Riwayat Hidup Ringkas dan Karya-karya Tulis H M Rasyidi
H.M. Rasyidi (almarhum)
merupakan seorang perintis belajar ke Barat sesudah kemerdekaan. Pemikiran dan
sikapnya selama ini atau sepanjang keterlibatannya secara intelektual dalam
pergerakan Islam cukup diperhitungkan terutama di Indonesia. Pada waktu kecil
nama yang diberikan ayahnya Atmosudigdo adalah Saridi, dilahirkan di Kotogede
pada hari kamis tanggal 20 Mei 1915 M.[1]
Semenjak kecil H.M. Rasyidi
hidup dalam suasana Jawa Islam dan berasal dari keluarga Abangan.[2]
Rumah keluarganya berbentuk Joglo dengan ruang ampen tengah, sentong kulun,
sentong wetan, emper. Kepercayaannya disamping kulon rumah dan wetan rumah,
kalau hari kamis sore apalagi jum’at kliwon dan selasa kliwon, ibunya menyuruh
membeli kembang untuk ditarok di pojok rumah dekat pintu dan lainnya.
Kemudian sebagaimana halnya
anak-anak yang sebaya dengannya, Rasyidi mulai masuk sekolah.
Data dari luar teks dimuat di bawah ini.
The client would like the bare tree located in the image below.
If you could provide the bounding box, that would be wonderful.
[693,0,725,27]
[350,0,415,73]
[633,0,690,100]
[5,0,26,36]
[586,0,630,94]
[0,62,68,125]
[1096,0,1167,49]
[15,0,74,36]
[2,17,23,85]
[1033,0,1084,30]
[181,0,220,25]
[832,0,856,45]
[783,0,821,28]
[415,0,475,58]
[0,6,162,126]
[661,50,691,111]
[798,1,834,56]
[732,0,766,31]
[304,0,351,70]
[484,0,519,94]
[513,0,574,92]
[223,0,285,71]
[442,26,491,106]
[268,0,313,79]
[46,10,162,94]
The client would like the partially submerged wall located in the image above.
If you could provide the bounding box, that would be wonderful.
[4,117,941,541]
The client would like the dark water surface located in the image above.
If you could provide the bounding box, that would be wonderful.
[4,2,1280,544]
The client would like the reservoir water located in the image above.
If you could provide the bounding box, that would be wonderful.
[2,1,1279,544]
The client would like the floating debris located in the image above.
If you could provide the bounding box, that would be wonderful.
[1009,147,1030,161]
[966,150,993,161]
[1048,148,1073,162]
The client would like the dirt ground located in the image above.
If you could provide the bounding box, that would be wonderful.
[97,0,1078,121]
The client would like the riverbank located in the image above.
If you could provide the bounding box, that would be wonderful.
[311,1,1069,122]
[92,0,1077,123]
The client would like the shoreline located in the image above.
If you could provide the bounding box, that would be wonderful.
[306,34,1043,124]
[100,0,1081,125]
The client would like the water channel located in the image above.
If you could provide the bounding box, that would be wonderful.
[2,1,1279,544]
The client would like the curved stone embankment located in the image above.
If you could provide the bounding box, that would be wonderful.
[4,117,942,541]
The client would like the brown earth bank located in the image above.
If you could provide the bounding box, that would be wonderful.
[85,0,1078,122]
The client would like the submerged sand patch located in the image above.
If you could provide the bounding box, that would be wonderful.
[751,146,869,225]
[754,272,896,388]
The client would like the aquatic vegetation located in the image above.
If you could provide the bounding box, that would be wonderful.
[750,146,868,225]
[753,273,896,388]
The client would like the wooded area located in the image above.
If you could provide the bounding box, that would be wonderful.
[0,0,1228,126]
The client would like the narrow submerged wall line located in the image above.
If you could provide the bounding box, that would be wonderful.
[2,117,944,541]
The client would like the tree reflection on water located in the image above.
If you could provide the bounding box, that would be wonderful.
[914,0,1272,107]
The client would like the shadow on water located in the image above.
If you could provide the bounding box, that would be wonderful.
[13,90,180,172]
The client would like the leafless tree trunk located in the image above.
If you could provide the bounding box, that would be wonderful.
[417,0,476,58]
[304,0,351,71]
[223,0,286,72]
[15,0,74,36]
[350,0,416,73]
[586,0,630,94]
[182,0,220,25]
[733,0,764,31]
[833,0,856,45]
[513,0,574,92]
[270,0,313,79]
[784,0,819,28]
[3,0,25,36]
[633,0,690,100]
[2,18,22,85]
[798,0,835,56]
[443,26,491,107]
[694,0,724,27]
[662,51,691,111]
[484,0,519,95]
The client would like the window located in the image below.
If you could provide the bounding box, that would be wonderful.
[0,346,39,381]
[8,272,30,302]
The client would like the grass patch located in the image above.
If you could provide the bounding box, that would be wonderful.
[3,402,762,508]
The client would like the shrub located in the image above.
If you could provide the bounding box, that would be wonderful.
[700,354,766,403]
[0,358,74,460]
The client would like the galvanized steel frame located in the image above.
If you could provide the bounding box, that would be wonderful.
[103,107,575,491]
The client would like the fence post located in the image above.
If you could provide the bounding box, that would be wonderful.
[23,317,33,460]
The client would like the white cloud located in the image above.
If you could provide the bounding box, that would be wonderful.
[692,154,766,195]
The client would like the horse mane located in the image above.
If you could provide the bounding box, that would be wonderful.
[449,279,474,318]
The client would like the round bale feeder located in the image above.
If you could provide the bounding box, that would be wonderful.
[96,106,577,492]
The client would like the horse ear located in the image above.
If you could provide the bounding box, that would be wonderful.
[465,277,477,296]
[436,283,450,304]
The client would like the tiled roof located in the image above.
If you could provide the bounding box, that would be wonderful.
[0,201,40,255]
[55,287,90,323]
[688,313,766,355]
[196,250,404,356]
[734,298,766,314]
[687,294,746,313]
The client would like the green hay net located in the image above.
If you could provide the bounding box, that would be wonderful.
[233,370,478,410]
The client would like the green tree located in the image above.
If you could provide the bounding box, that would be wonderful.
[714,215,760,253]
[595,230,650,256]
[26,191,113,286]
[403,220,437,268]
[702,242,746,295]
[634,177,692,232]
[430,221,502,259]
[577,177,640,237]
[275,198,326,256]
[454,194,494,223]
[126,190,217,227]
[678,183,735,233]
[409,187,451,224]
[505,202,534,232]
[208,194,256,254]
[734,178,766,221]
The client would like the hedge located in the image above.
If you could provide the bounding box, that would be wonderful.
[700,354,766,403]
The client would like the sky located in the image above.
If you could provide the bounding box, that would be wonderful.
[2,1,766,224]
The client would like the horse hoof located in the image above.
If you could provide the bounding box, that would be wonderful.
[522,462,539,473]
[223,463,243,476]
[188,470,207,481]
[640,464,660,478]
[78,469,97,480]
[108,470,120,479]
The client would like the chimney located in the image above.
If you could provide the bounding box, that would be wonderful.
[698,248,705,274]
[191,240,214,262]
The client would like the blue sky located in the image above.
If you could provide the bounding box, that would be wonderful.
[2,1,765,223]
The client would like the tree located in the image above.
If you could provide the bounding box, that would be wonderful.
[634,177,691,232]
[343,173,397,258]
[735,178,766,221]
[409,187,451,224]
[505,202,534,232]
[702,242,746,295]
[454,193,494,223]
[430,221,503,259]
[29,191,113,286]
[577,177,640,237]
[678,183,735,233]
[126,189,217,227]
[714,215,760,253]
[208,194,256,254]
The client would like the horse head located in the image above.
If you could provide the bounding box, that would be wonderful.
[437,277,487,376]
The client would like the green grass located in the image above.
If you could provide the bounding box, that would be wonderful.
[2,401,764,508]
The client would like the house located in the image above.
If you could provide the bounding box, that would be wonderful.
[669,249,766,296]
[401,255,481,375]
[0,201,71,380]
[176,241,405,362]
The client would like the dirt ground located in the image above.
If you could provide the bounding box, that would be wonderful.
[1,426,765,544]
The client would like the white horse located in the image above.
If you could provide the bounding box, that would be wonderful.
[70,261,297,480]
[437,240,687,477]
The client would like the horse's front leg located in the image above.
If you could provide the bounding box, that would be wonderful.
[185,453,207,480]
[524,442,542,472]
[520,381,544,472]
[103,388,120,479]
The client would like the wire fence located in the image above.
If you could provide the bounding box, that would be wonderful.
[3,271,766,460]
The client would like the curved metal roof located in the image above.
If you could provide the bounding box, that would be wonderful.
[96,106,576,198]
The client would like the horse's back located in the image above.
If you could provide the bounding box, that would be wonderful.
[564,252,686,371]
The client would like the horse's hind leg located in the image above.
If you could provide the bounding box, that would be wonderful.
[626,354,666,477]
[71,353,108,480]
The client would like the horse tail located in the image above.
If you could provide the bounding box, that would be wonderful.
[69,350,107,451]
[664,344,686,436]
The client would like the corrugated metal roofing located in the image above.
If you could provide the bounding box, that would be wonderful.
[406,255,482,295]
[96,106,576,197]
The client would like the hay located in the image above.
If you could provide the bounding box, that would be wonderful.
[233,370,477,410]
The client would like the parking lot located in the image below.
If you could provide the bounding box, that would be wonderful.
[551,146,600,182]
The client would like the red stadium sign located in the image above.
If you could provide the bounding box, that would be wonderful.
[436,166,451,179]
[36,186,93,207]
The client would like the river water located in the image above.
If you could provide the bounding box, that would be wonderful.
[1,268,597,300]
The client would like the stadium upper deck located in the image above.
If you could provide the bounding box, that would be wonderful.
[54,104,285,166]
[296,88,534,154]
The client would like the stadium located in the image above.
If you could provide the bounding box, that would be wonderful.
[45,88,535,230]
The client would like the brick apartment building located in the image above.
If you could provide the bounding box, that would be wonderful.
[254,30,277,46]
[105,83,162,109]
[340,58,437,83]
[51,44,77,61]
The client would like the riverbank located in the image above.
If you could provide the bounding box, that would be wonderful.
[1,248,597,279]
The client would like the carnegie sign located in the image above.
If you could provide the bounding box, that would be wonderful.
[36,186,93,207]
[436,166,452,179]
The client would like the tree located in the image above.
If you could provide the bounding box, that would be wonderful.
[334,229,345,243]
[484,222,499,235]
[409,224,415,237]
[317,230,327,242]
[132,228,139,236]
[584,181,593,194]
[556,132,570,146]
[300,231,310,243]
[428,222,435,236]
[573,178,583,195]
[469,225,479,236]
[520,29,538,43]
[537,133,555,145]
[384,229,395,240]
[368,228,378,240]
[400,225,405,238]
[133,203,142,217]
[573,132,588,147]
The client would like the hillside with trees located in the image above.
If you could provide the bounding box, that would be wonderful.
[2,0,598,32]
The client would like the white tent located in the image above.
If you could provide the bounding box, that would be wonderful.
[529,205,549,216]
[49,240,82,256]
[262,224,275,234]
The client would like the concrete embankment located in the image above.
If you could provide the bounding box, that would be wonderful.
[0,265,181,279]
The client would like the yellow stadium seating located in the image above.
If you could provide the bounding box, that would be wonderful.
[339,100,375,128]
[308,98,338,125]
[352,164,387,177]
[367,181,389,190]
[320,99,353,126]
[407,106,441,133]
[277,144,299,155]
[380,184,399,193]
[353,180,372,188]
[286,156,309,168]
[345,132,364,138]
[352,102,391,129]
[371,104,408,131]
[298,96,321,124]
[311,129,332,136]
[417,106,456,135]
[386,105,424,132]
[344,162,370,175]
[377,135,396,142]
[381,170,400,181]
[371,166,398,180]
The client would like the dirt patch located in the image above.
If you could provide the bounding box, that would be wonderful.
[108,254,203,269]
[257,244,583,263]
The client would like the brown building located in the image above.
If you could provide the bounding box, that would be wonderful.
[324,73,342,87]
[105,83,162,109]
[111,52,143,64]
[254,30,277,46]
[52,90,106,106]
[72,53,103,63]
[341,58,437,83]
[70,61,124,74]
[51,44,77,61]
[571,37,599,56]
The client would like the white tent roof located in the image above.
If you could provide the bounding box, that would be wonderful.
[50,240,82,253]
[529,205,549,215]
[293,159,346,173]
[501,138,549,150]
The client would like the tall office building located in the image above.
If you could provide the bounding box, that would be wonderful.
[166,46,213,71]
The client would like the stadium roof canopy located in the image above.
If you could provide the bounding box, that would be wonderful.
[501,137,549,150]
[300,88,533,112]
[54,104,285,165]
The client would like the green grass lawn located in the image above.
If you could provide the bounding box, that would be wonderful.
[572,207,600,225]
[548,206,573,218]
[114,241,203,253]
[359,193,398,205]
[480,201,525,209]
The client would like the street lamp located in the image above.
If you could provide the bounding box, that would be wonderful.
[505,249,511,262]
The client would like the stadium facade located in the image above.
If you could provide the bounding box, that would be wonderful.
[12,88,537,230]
Pada waktu itu
sekolah satu-satunya di Kotogede adalah sekolah Ongko Loro yaitu sekolah dasar
yang bahasa pengantarnya menggunakan bahasa daerah dan kelas tertinggi adalah
kelas Lima. Sementara itu pada tanggal 15 nopember 1912 didirikan perkumpulan
Muhammadiyah oleh K.H. Ahmad dahlan, yang menerobos sampai keperbatasan
Yogyakarta. Rasyidi tidak ingat lagi mengapa perhatiannya pada waktu itu
tertuju pada sekolah Muhammadiyah tersebut, akan tetapi dapat dianalisis
mungkin karena di sana disamping diajarkan pelajaran agama juga pelajaran umum,
mengaji dan sembahyang. Rasyidi sengat tertarik dengan sekolah tersebut hingga
akhirnya dia pindah ke sekolah yang baru
berdiri tersebut.
Setelah tamat dari sekolah
Muhammadiyah di Kotogede. Rasyidi meneruskan pelajaranya kweekschool
Muhammadiyah di Ngabean. Setelah mendapat izin dari ayahnya Atmosudigdo, yang menjadi kepala kweekschool pada waktu
itu adalah Raden Ngabehi Djojo Sigito. Seorang pegawai pemerintah belanda yang
mendapat izin mengajar di perguruan Muhammadiyah.
Sebagai anak didik
Muhammadiyah, Rasyidi juga ikut menjadi anggota kepanduan “Hisbul Wathan”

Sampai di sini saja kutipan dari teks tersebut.